Continuing my quest to master R, I learnt about using GitHub as a way to manage all the files and their different drafts or ‘versions’. I will say that GitHub is only one of many options but it is very popular.
I thought that version control and GitHub was something that fancy developers used to manage their coding projects but I had no idea that you could link it to your projects in RStudio. In fact, you can manage website pages and upload any file – even a word doc!
Here’s a quick rundown of some keywords:
Repository (also called a ‘repo’, if you want to be cool): basically think of this as a master harddrive or folder where you want everything in your project to be stored.
Master: within the repo, the master is where the main or current version of files are kept. It’s the source of all the files in the repo. Think of it like the trunk of a tree and everything branches off from it.
Branch: these are… well, branches or different versions of the master. It’s useful when you have a team working together on different sections of a file or if you want to be able to go back to past versions of a file. Creating your own branch lets you make the edits to the file without worrying about deleting or overwriting changes that have been made.
Merging: if you have multiple branches and have made changes, then it’s important to try and merge these back into the master to create the update. GitHub has a handy feature that compares the original file with the one being uploaded to show you the changes you’re making.
Getting started with GitHub
Creating a new repository
First you need to create a GitHub account and log into it. You can create a new repo by clicking the + at the top right corner of any page or clicking the green ‘new’ button that has a little book logo (see figure below).

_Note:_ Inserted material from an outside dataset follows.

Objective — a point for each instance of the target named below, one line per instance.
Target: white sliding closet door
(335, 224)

From there you’ll enter the details of your new repo (name, description, default settings and visibility) and create it. The page should look something like this:
Repositories for RStudio
Before creating a repo for RStudio, you need to install Git – the system on which GitHub is built (it’s free and open source!). Follow the installation instructions for your operating system with the default settings (for Windows, it might give you a security warning but click “Run” or “Allow” to continue).

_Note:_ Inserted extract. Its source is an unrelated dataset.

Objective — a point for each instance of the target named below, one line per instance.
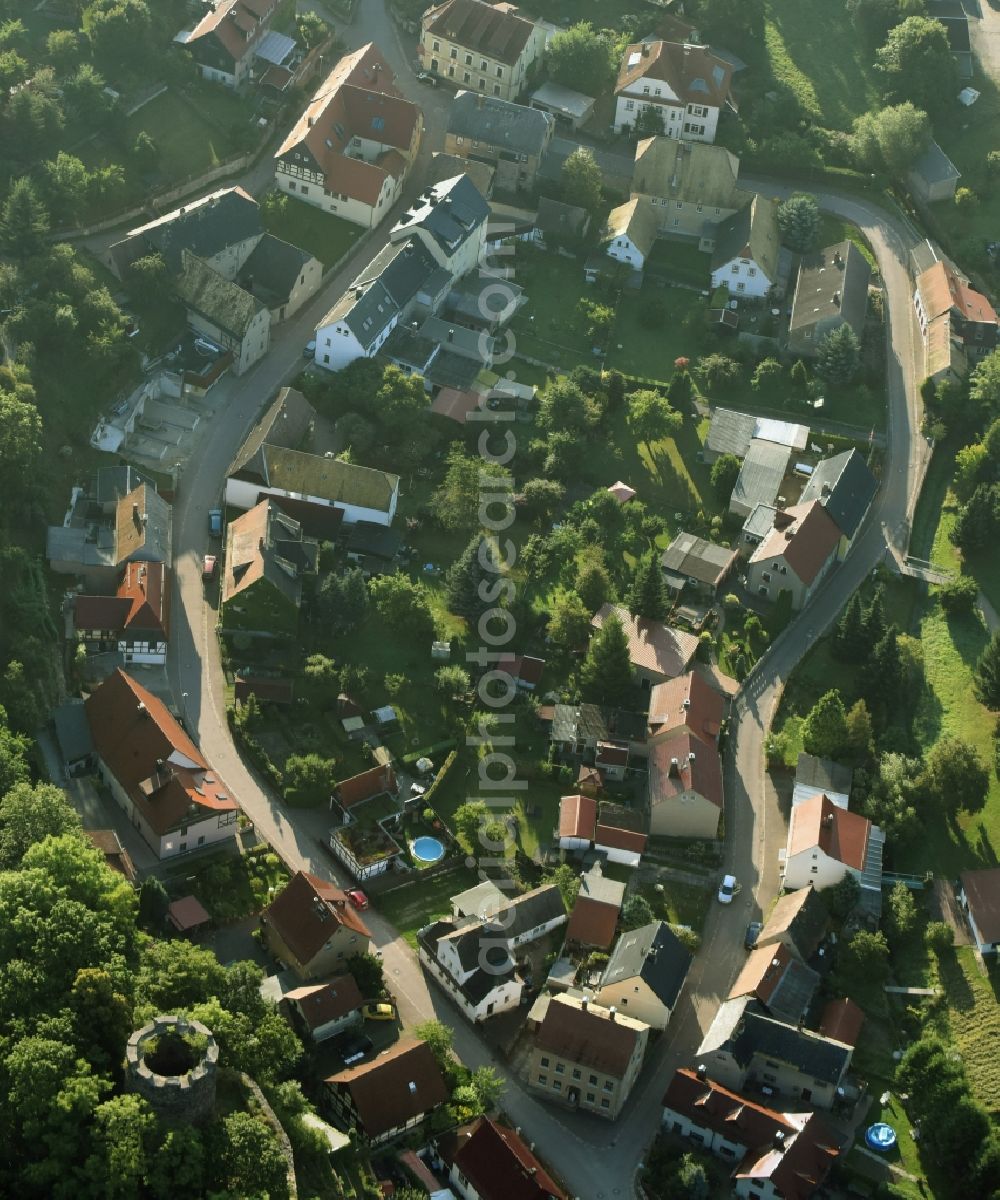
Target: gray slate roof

After it’s installed, it needs to be connected to GitHub, so we need to tell Git your GitHub account details (email and username) so it know who is uploading or making changes. Launch Git command prompt and enter the following code:
git config --global user.name "Your Username" git config --global user.email firstname.lastname@example.org
To confirm these changes have been made, type the following code and check the last 2 lines in the output/results for the assigned username and email.
git config --list
Link RStudio with Git
In RStudio, go to Tools > Global Options > Git/SVN and check that “Git executable” points to the correct folder where Git is located.
In this same window, click the “Create RSA Key” button and close it. Navigate back to the window and then click “view public key” – copy this key into your GitHub account by heading to your Account Settings in GitHub (click your profile in the top right corner then “Settings”). Go to the “SSH and GPC keys” tab > “New SSH Key” > past the copied public key and give it a name that you’d understand (e.g. RStudio) > Add.
Repositories and RStudio
There are a few ways to link RStudio with a GitHub repository
New project and repo
- Create a new GitHub Repo (following the instructions above)
- Copy the URL of the new repo
- In RStudio, create a new project (File > New Project). Then in the window select “Version Control” > Git > paste the copied URL, set a name, and choose where to keep the project > “Create project”
Linking an existing project to a repo
- Go to Git Bash or the Terminal and go to the directory of your R project (type
cd ~/main folder/R_project_folder)
- Then type
git add .(this will create a git repository and add all the files in the directory into it)
- Commit this change with
git commit -m "Initial commit"
- Go to GitHub and now create a new repository with the EXACT same name as the R project, making sure not to check any of the initialise options (because you’re importing an existing repo that you just made)
- Choose to “push an existing repository from the command line” and copy that code into Git Bash or the Terminal. Check it’s all linked by refreshing the page and you should see a the dashboard of a new repository
- Restart the project in RStudio and you should now see the “Git” tab in the upper right quadrant.
Forking a repository
Now we know how to create a new repo, but what if you wanted to use files that someone has shared on their account? This is where forking is really handy.
Forking lets you create a copy of someone else’s repository that you can edit and change under your own account. To create a fork, you’d need to go to the repo you want to copy and click “Fork” in the toolbar in the top right corner (see figure below). This will automatically create and direct you to a copy under your account.
Clone to RStudio
Clone the repository (creates a local copy so that you can edit files offline on your computer) by clicking the green “code” button on the top right and copying the link (see image below). You’ll then need to create a new RStudio project (New Project > Version Control > Git) and use the copied URL.
Pushing and committing
After you’ve made your changes, you then need to update your repo through staging, commiting and pushing changes.
Create or change a file and when you’re ready to upload, in the environment quadrant (usually top right), go to the “Git” tab and click the checkbox next to the file (it’ll say “staged” above the checkbox) that you want to upload, and press “commit”. This will open a new window showing you all the changes that’s been made compared to previous versions (green = added; red = removed). You can also add a commit message in the top right section to outline the changes. Then click “commit” and “push” to push the changes through to GitHub.
The final commit (conclusion)
There are so many useful ways we can use GitHub and other version control systems to manage all our files.